First, some background on Tanya. She is probably the worst person I’ve ever known. Within six months of my starting a website, she dreamed up a parody site complete with caption contests, ill-tempered rants, and all the other things that I was doing online at the time. She posted under the name “Fembuttx”, probably because the name “Demon Spawn From Hell” was already taken. She and her band of harpies commented beneath every post that I wrote, doing their best to shift any discussions to their own voracious, perverted appetites.

That’s what she did when she was sober. Whenever she was in her natural drunken state, she posted countless pictures of male butt cheeks.

Although we no longer work for the same company, she now stays in touch by sending me unspeakable insults on Facebook Chat.

Tanya is also a Methodist grandmother.

For Dachshund Day, I selected Fred from the pack of varmints in my back yard. Fred has a good disposition, doesn’t bark much, and is named after the great French Economist Frederic Bastiat. Fred was the dachshund most likely to enjoy Cleburne.


For reasons that now elude me, I also took The Aggie’s yellow Labrador, Kevin.



Now a few words about Kevin…. Kevin is the only reason that I don’t believe in Darwinian Evolution. I refuse to believe that the collection of fur, slobber, enthusiasm and urine collectively known as “Kevin” is the end result of millions of years of natural selection, survival of the fittest, or gradual improvement. I think God created Kevin as a joke.


Maybe I thought that Kevin and Tanya would be a nice match for each other.

Kevin, Fred and I got in the truck and headed to Tanya’s house, where we were supposed to meet briefly before going to Dachshund Day. When I got there I discovered that…. a) there was a box truck in Tanya’s driveway because she was in the process of moving to a new home, and b) most of the people there were already drunk. I had anticipated the drunkenness, but not the moving van, and immediately wrote off all hope of making it to anything other than Tanya’s driveway.

I put Kevin in Tanya’s back yard, where he amused himself by marking every vertical surface as his territory. Since Kevin can climb a standard chain link fence in about three seconds, I was lucky that Tanya’s back yard had a very high wood fence - probably so her family can throw her back there to recover from serious drinking bouts, a safe place where Tanya won’t hurt herself or anyone else. Near the back door there was a concrete slab with a water hose, perhaps so they can strip her down and hose her off before allowing her back in the house to sleep it off.
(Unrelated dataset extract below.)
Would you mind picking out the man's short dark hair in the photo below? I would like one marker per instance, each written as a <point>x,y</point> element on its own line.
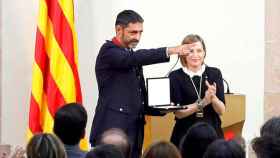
<point>128,16</point>
<point>70,123</point>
Kevin kept trying to get through the fence to join us under the carport. He eventually wedged his head between some of the planks and got it stuck there, looking exactly the way he’s gonna look after he dies and I have his head taxidermied on a wood plaque over the television.

I met Tanya’s boyfriend Shawn, a nice guy who could probably do better. I met Tanya’s oldest son Jeffery and his wife Ashley. Jeffery is a bassoon player. (More on that later.)

Tanya’s youngest son Trevor was fascinated with Fred, so I told him they could go for a walk. As you might expect from a dachshund named after a libertarian demigod, Fred can’t stand being on a leash and doesn’t like being restrained. Trevor and Fred went off on a long, long walk. (Trevor’s walk was going to be a lot longer than Fred’s. More on that later.)

Tanya spent the next thirty minutes insulting me (unjustified) and Kevin (totally justified) because he had his head stuck in the fence.

Eventually Trevor wandered back up to the carport. He was holding Fred’s leash and Fred’s collar, but not Fred.

“Fred didn’t like the leash and he slipped out of it,” Trevor said. “He’s somewhere out in THE FIELD.”

At this point, I had been trying to catch up to Tanya’s and her moving crew’s beer consumption for at least 30 minutes. Catching Fred seemed like an easy task, best delegated to the young. I told Little Trevor that Fred was scared and that if he watched carefully, Fred would come back out, assuring Little Trevor that the dachshund’s loss was not his fault, but that God and all the angels would be very angry if Fred wasn’t located soon. Little Trevor ran back to THE FIELD to wait on Fred to appear.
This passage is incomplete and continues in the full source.